Ariz. saves KidsCare and adult Medicaid benefits

2009 04 21 13 23 16 721 Money Belt Tighten 70

The U.S. healthcare reform bill is being credited with Arizona's decision last week to restore funding for the state's Children's Health Insurance Program (CHIP) -- known as KidsCare -- and Medicaid benefits for 310,000 adults.

Facing a $2.6 billion shortfall, in March state lawmakers opted to shut down the KidsCare program and eliminate Medicaid adult services as part of the 2010 budget. The KidsCare program, which provides medical and dental coverage to 38,000 low-income children, was slated to end June 15, and Medicaid benefits for some 310,000 adults were to be discontinued starting September 30.

But on May 6 Gov. Jan Brewer signed S.B. 1043, which restores funding to the Arizona Health Care Cost Containment System (AHCCCS), the state's Medicaid program, and reauthorizes the KidsCare program. The bill directs $9 million to KidsCare and reinstates adult Medicaid services.

"Three cheers for the governor for recognizing that this is an imperative need for the state," said Liz Rogers of Oral Health America. "This is good news at a time when there is not a lot of good news."

Federal funding at risk

The change was prompted by U.S. President Barack Obama's healthcare reform legislation, which was signed into law March 26, according to Monica Coury, assistant director of intergovernmental relations at AHCCCS. Among other things, the bill requires states to continue funding healthcare programs at current levels or forfeit all future health funding aid, including Medicaid.

"The state had decided to terminate its CHIP program and Title 19 program for about 300,000 lives -- all childless adults and some parents," Coury told "But because healthcare reform passed and included a maintenance of eligibility requirement, states are no longer able to make any changes that will make this more restrictive without risk of losing all federal Medicaid funding. So the state Legislature decided that was not worth pursuing and moved ahead to restore the CHIP program."

Arizona would have lost nearly $8 billion in federal funding next year if the governor had gone ahead with plans to scale back the two Medicaid programs, according to the Arizona Daily Star. More than 1.3 million people currently receive Medicaid coverage in Arizona, according to Coury.

"The Arizona Dental Association is pleased that the Legislature has chosen to reinstate the KidsCare program," Kevin Earle, M.B.A., M.P.H., the association's executive director, told "Now families in this segment of our population won't lose important medical and dental benefits, and federal dollars supporting our safety net healthcare programs won't be at risk. We are going to have to be vigilant in the coming months and years, as we work our way out of our current economic problems, that these programs are preserved and sustained."

The money is expected to come from about $435 million in federal stimulus funds the state should receive as part of the jobs bill currently awaiting Obama's signature. But if that funding does not come through, Arizona will go ahead with its plan to drop the 310,000 Medicaid recipients from AHCCCS, according to Coury.

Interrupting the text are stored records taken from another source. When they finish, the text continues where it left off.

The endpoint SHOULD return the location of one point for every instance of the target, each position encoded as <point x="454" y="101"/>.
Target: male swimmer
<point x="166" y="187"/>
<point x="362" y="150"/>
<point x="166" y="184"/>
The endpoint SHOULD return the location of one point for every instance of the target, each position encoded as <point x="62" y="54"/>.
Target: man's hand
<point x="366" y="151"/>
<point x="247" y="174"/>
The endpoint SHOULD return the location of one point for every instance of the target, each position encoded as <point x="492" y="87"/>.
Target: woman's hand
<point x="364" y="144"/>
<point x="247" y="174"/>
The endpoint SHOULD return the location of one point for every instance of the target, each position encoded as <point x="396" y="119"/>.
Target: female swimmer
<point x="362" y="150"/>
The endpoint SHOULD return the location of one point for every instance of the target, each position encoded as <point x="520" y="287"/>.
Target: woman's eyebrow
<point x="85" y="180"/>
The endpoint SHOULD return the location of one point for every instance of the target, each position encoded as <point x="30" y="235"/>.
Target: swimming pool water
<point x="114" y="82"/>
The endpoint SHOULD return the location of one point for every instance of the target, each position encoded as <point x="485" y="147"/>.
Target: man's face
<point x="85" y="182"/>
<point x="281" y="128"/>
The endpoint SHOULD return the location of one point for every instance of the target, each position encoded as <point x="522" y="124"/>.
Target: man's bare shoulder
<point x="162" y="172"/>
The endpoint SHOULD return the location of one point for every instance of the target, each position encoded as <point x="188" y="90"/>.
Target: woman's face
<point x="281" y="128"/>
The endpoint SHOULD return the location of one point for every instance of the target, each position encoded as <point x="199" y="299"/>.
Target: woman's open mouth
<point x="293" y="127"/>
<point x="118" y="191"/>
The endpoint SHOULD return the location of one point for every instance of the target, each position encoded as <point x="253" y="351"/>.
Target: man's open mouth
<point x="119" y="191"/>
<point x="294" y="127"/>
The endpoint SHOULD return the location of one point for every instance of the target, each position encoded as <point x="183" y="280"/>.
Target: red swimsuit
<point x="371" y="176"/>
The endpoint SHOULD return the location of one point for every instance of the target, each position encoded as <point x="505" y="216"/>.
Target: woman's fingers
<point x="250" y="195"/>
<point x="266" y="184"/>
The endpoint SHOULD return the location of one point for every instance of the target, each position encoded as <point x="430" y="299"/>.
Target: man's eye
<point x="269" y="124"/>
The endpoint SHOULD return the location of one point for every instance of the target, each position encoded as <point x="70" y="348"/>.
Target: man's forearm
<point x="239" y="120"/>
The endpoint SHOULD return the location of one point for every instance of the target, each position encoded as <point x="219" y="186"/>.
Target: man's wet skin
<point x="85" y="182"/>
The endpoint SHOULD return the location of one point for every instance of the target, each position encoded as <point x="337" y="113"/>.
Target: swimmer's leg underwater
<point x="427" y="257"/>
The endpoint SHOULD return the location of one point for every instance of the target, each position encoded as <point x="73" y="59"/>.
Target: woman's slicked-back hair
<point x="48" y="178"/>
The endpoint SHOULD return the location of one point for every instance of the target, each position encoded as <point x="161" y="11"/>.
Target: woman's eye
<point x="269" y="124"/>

"If Congress passes an extension of the Recovery Act, we will be able to use that general fund savings to cover that part of the population from Title 19 that we were originally going to eliminate," she said. "But if Congress doesn't pass it, in January 2011 we will have to find $400 million to fund the program."

The KidsCare program, however, will be funded "unconditionally," although an enrollment freeze on the program will remain in place.

"We are always thrilled when states continue to do whatever they can to expand access to care for Medicaid- and CHIP-eligible children," said Mary Foley, executive director of the Medicaid/SCHIP Dental Association. "Our mission is to improve the health of these children, so anything that increases access to services delights us."